Basically, PeleeNet consists of a Stem block and four stages of feature extractors.

Pelee uses 4 stages, whereas conventional ShuffleNet uses 3 stages and shrinks the feature map at the beginning of each stage. However, although this can reduce the computational cost, the problem remains that the early reduction of the feature map causes a decrease in expressiveness. To avoid that, we have adopted four stages this time. Incidentally, this four-stage architecture is a common method for designing large models.

Now let's take a look at the main functions within PeleeNet.
The basic highlights of PeleeNet mainly consist of two improvements: DenseNet improvements and SSD improvements. Let's start by looking at improvements to DenseNet.

2.3. Improved DenseNet

Two-Way Dense Layer

arXiv: 1804.06882v3
Source"Pelee: A Real-Time Object Detection System on Mobile Devices"
Caption: "Figure 1: Structure of 2-way dense layer"

Referencing GoogLeNet (2015), we used two Dense layers to acquire different scales of the receptive field. (The left is the original Dense layer, the right is the new one.)
By the way, the receptive field is the spatial extent of the previous layer where one pixel of a certain feature map is concentrated.
Here we stack two 3x3 conv layers, one for detecting small objects with a small kernel, and another for learning large visual patterns.

stem blocks

arXiv: 1804.06882v3
Source:"Pelee: A Real-Time Object Detection System on Mobile Devices"
Caption: "Figure 2: Structure of stem block"

By referring to Inception v-4 (2017) and DSOD (2017), we form a Stem block that is computationally cost-effective by first inserting a Dense layer. In addition, Stem blocks are superior to other traditional methods (such as increasing the number of channels in the first convolutional layer) because they can increase the feature representation capacity without increasing the computational cost.

Dynamic Number of Channels in Bottleneck Layer

arXiv: 1804.06882v3
Source:"Pelee: A Real-Time Object Detection System on Mobile Devices"
Caption: "Figure 3: Dynamic number of channels in bottleneck layer"

In Pelee, the number of channels in the bottleneck layer varies with input type.

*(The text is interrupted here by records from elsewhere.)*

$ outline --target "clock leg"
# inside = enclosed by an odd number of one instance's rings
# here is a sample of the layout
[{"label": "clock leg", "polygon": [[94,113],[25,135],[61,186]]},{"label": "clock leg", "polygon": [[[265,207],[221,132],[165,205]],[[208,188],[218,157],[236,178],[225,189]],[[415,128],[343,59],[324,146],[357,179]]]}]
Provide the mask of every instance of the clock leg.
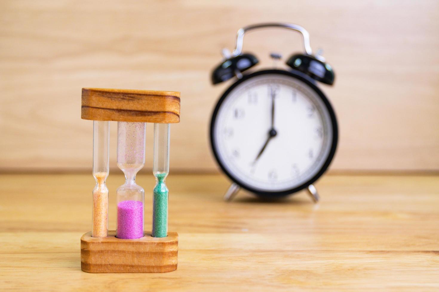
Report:
[{"label": "clock leg", "polygon": [[224,195],[224,201],[230,201],[233,199],[236,194],[239,190],[239,186],[236,183],[232,183],[229,187],[229,189],[226,192],[226,194]]},{"label": "clock leg", "polygon": [[311,197],[313,202],[317,203],[319,201],[320,197],[319,196],[319,193],[317,192],[317,190],[316,189],[316,187],[314,186],[314,185],[309,185],[308,186],[308,194],[309,195],[309,197]]}]

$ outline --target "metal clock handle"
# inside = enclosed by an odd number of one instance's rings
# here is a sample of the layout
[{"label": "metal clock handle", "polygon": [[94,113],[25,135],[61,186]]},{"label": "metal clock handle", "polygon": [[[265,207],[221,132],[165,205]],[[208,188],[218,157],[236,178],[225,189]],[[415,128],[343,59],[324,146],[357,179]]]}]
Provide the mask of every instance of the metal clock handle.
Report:
[{"label": "metal clock handle", "polygon": [[259,28],[272,27],[288,28],[300,32],[302,34],[303,39],[303,49],[308,55],[313,54],[313,50],[311,49],[311,45],[309,44],[309,34],[306,31],[306,30],[297,25],[284,22],[260,23],[257,25],[248,25],[242,28],[240,28],[238,30],[236,35],[236,46],[235,47],[235,49],[233,50],[232,53],[234,56],[237,56],[242,53],[242,44],[244,42],[244,35],[246,32]]}]

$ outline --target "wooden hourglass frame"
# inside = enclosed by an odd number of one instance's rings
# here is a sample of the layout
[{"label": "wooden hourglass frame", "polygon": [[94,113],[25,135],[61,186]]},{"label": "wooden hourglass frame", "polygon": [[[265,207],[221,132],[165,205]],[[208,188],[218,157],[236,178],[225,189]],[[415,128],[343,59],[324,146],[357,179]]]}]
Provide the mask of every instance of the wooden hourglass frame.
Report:
[{"label": "wooden hourglass frame", "polygon": [[[92,231],[81,238],[81,269],[89,273],[175,270],[178,235],[167,231],[168,189],[164,179],[169,171],[169,124],[180,121],[180,93],[83,88],[81,117],[94,121],[93,176],[97,182]],[[110,121],[119,122],[118,166],[126,179],[117,190],[117,235],[116,231],[108,230],[108,190],[105,181],[109,173]],[[146,123],[155,124],[153,169],[157,184],[152,233],[143,230],[144,190],[135,181],[144,163]],[[130,211],[134,213],[124,213]]]}]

Comparing with the conventional original DenseNet structure, this method can save up to 28.5% of computational cost. However, it should be noted that (28.5% reduction in computational cost) does not equal (28.5% reduction in training speed).

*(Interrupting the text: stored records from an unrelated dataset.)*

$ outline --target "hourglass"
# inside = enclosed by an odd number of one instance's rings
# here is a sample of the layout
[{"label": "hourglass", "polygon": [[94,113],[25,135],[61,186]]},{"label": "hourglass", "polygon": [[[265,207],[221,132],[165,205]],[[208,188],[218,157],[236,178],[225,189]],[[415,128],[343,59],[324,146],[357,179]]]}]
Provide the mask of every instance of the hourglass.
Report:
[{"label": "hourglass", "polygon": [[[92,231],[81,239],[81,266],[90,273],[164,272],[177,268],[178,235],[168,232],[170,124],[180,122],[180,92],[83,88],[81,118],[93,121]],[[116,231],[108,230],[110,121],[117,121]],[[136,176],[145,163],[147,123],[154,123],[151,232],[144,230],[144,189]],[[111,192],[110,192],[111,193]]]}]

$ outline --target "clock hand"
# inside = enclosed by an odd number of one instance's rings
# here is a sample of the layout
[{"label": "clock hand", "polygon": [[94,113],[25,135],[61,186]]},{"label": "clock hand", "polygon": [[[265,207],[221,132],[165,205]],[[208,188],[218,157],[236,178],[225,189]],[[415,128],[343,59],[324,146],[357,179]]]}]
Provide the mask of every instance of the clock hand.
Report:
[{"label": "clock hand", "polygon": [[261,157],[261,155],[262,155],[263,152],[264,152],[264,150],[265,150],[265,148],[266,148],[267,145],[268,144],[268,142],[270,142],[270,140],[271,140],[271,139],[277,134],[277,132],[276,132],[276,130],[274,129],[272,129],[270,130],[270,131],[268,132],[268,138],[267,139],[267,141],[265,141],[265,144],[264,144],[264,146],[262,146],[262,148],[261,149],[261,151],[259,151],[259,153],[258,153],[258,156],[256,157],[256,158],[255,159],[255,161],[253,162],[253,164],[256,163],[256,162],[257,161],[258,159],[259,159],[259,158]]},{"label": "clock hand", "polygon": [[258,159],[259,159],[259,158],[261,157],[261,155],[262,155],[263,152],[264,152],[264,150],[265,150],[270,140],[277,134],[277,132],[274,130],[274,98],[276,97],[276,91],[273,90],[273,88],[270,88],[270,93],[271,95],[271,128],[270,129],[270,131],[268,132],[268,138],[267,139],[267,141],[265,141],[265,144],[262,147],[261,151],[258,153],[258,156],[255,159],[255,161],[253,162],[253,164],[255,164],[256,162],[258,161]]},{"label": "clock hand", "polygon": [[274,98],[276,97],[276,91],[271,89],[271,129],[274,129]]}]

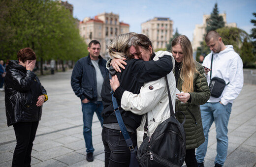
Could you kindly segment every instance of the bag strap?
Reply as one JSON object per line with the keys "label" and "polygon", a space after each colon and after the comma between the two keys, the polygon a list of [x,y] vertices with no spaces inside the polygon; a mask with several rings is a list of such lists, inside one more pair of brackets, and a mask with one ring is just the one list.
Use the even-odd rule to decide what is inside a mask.
{"label": "bag strap", "polygon": [[213,70],[213,54],[212,54],[212,61],[211,61],[211,71],[210,72],[210,80],[212,79],[212,71]]}
{"label": "bag strap", "polygon": [[[213,70],[213,54],[212,54],[212,61],[211,61],[211,71],[210,72],[210,81],[212,79],[212,71]],[[227,85],[229,84],[229,82],[226,84]]]}
{"label": "bag strap", "polygon": [[[165,81],[166,82],[167,90],[167,92],[168,92],[168,97],[169,98],[169,107],[170,108],[170,116],[171,116],[174,114],[174,111],[173,111],[173,107],[172,106],[172,100],[171,100],[171,93],[170,93],[170,88],[169,87],[169,84],[168,84],[168,79],[167,78],[167,76],[165,76]],[[155,120],[153,120],[153,121],[155,121]],[[147,113],[147,117],[146,119],[146,122],[145,123],[145,126],[144,126],[143,139],[146,138],[146,137],[147,137],[147,135],[148,134],[148,113]]]}
{"label": "bag strap", "polygon": [[[110,74],[110,73],[109,73],[109,79],[111,80],[111,75]],[[125,123],[124,123],[123,118],[122,118],[122,116],[120,113],[120,111],[119,111],[119,107],[118,107],[118,104],[117,104],[117,99],[115,97],[114,97],[114,91],[113,91],[111,86],[110,89],[111,90],[111,91],[110,91],[110,94],[111,94],[112,99],[113,107],[114,107],[114,111],[115,111],[115,113],[116,114],[116,116],[117,117],[117,121],[118,122],[118,124],[119,124],[119,126],[122,131],[122,133],[123,134],[124,138],[126,140],[126,144],[127,145],[127,146],[129,147],[129,148],[130,149],[130,151],[133,151],[134,149],[133,145],[133,143],[132,143],[131,139],[130,138],[130,136],[128,134],[128,132],[127,131],[126,127],[125,125]]]}

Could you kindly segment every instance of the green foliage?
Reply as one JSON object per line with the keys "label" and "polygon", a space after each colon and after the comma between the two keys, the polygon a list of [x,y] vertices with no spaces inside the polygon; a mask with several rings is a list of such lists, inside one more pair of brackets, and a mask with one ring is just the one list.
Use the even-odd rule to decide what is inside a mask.
{"label": "green foliage", "polygon": [[199,56],[200,55],[203,55],[204,56],[205,56],[207,55],[210,52],[211,52],[211,50],[209,49],[207,45],[206,45],[206,43],[204,40],[202,42],[200,43],[200,47],[198,47],[196,50],[196,61],[199,60]]}
{"label": "green foliage", "polygon": [[178,31],[178,28],[176,28],[174,35],[173,35],[172,38],[171,38],[170,39],[170,40],[169,41],[169,44],[167,45],[166,51],[167,51],[168,52],[171,52],[171,42],[172,40],[174,38],[175,38],[177,37],[178,37],[180,35],[181,35],[181,34],[179,33],[179,32]]}
{"label": "green foliage", "polygon": [[206,26],[206,32],[208,32],[211,30],[216,30],[225,26],[225,23],[223,20],[222,16],[219,14],[217,3],[215,3],[213,12],[211,13],[211,17],[207,22]]}
{"label": "green foliage", "polygon": [[224,27],[216,30],[221,35],[225,45],[231,45],[238,54],[241,54],[241,47],[246,38],[250,39],[244,30],[237,28]]}
{"label": "green foliage", "polygon": [[1,0],[0,55],[16,59],[17,52],[29,47],[37,61],[73,60],[88,55],[75,19],[58,1]]}
{"label": "green foliage", "polygon": [[[256,13],[253,13],[253,15],[254,16],[254,17],[256,17]],[[250,35],[250,36],[254,39],[252,42],[253,46],[253,52],[255,57],[256,56],[256,20],[251,20],[251,23],[253,23],[254,26],[256,26],[256,27],[252,28],[251,30],[252,31],[252,34]]]}

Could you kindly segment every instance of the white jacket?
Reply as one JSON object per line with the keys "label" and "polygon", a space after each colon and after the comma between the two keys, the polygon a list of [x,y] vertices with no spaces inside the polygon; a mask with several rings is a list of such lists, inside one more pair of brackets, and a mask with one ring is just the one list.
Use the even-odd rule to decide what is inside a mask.
{"label": "white jacket", "polygon": [[[224,105],[233,103],[239,94],[244,83],[243,61],[239,55],[235,52],[233,46],[226,45],[224,51],[215,54],[212,52],[205,58],[202,65],[211,68],[212,54],[213,54],[212,79],[219,77],[225,81],[226,84],[221,96],[218,98],[211,96],[207,102],[216,103],[220,101]],[[210,83],[210,71],[207,74],[207,82]]]}
{"label": "white jacket", "polygon": [[[166,51],[158,51],[156,53],[154,60],[157,60],[164,55],[170,55],[172,57],[173,68],[174,58],[172,54]],[[175,111],[176,83],[175,77],[172,71],[167,75],[170,92],[172,98],[173,111]],[[121,99],[121,107],[126,111],[133,113],[144,114],[140,126],[137,129],[138,147],[143,140],[144,126],[148,113],[148,136],[151,136],[157,127],[170,117],[169,98],[165,77],[157,81],[144,83],[140,89],[140,94],[133,94],[125,91]]]}

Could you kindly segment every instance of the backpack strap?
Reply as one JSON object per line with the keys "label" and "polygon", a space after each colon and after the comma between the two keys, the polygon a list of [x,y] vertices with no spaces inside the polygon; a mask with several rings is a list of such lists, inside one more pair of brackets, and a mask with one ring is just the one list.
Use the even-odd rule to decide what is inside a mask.
{"label": "backpack strap", "polygon": [[[171,116],[172,115],[174,115],[174,111],[173,111],[173,107],[172,106],[172,102],[171,101],[171,93],[170,93],[170,88],[169,87],[169,84],[168,83],[168,79],[167,78],[167,76],[165,76],[165,81],[166,82],[167,90],[168,92],[168,97],[169,97],[169,106],[170,107],[170,116]],[[143,139],[146,138],[146,137],[147,137],[148,132],[148,113],[147,113],[146,122],[145,123],[145,126],[144,126],[144,136],[143,136]]]}
{"label": "backpack strap", "polygon": [[[212,61],[211,61],[211,71],[210,72],[210,81],[212,79],[212,71],[213,70],[213,54],[212,54]],[[226,85],[228,85],[229,82],[226,84]]]}
{"label": "backpack strap", "polygon": [[[109,79],[111,80],[111,75],[110,74],[110,73],[109,73]],[[120,113],[120,111],[119,111],[119,107],[118,107],[118,104],[117,104],[117,99],[115,97],[114,97],[114,91],[113,91],[111,86],[110,89],[111,90],[111,91],[110,91],[110,94],[111,94],[112,99],[113,107],[114,107],[114,111],[115,111],[115,113],[116,114],[116,116],[117,117],[117,121],[118,122],[118,124],[119,124],[119,126],[122,131],[122,133],[123,134],[124,138],[126,140],[126,144],[127,145],[127,146],[129,147],[129,148],[130,149],[130,151],[133,151],[134,149],[133,145],[133,143],[132,143],[131,139],[130,138],[130,136],[128,134],[128,132],[127,131],[126,127],[125,125],[125,123],[124,123],[123,118],[122,118],[122,116]]]}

Transition layer without compression
Since we found that the compression factor of the conventional DenseNet architecture has a bad effect on feature representation, Pelee aligns the number of input channels by making the number of output channels the same as the number of input channels in the transition layer.

Composite Function
Pelee uses post-activation instead of pre-activation used in conventional DenseNet. This allows the layer that was doing batch normalization to be merged with the convolutional layer during the inference stage, speeding things up. In order to avoid lowering the accuracy rate due to post-activation, we made the neural network wider and shallower.

2.4. SSD×Pelee

The general object detection algorithm used in PeleeNet is SSD, but we are conscious of speed, accuracy, and weight, and we are optimizing the neural network.

Feature Map Selection
It configures the network for object detection in a different way than the original SSD. We excluded the 38 × 38 feature map to reduce computational cost.

Residual Prediction Block

arXiv: 1804.06882v3
Source:"Pelee: A Real-Time Object Detection System on Mobile Devices"
Caption: "Figure 4: Residual prediction block"

The SSD here follows the design idea devised by Lee et al. in 2017. Specifically, it was to share a residual plot that is ResBlock across all layers before making predictions.

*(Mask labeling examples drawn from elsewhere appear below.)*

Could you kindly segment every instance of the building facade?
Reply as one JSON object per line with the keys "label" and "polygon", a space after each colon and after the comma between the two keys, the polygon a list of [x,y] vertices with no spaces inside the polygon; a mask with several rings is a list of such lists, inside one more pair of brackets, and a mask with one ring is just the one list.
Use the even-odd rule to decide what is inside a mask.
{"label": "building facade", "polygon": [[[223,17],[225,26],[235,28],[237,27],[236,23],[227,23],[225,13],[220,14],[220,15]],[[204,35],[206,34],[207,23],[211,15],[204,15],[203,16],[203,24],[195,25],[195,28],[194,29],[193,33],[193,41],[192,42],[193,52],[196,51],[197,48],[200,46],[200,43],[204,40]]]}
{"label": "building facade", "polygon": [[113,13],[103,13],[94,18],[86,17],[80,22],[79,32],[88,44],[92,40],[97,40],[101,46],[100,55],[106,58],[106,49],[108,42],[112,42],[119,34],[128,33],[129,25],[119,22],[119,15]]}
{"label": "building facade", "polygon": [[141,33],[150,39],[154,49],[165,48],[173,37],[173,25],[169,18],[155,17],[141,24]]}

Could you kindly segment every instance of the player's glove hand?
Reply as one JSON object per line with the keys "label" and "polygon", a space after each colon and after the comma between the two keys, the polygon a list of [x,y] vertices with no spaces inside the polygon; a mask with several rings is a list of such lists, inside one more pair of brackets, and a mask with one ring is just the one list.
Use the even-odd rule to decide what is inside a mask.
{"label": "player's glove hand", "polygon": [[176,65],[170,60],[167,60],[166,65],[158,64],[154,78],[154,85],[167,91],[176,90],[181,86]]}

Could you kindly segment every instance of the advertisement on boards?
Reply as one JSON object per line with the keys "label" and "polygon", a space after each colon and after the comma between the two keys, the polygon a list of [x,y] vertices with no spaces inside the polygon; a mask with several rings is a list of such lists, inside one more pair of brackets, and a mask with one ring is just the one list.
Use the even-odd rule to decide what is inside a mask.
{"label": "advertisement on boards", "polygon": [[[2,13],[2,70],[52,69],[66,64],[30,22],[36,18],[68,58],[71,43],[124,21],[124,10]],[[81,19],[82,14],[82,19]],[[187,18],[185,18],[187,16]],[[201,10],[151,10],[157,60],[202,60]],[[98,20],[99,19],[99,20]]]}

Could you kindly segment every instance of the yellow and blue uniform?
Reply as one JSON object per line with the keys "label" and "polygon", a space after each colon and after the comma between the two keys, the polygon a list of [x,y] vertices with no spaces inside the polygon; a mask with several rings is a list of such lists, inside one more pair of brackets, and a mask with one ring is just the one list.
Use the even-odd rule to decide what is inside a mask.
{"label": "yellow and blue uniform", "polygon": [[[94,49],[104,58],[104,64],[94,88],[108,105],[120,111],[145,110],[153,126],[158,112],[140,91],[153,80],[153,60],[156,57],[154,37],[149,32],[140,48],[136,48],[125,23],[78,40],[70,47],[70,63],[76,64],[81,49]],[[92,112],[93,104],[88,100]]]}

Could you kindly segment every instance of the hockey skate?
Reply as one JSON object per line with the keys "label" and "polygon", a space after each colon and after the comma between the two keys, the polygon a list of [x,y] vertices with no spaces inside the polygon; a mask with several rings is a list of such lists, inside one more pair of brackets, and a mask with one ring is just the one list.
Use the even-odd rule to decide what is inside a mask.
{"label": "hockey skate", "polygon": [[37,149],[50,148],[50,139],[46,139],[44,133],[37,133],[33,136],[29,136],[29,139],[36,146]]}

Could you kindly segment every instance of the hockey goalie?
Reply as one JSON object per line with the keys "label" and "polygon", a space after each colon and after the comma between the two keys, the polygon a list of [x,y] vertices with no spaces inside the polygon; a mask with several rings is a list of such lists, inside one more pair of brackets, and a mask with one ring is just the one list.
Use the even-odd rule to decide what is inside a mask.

Small Convolutional Kernel for Prediction
Using the residual prediction block, we can now apply a 1×1 convolution kernel to predict category scores and Box offsets. Experiments have shown that using a 1×1 kernel yields almost the same accuracy rate as using a 3×3 kernel.

However, the 1×1 kernel allowed us to reduce the computational cost by 21.5% compared to the 3×3.

Section 3 Summary

This time, I wrote a blog so that both engineers and non-engineers can read it. For speed,
I hope you understand that "improving the performance of the hardware is not the only ability".

There is still a sense of challenge that "AI is troubled by computational resources...", but according to Moore's law, the specifications of computers are raised from the bottom up, and furthermore, the architecture of AI itself is actively devised, such as this time. if you go
The democratization of AI is likely to accelerate further.

We will update the latest information after the next time, so please take care of it.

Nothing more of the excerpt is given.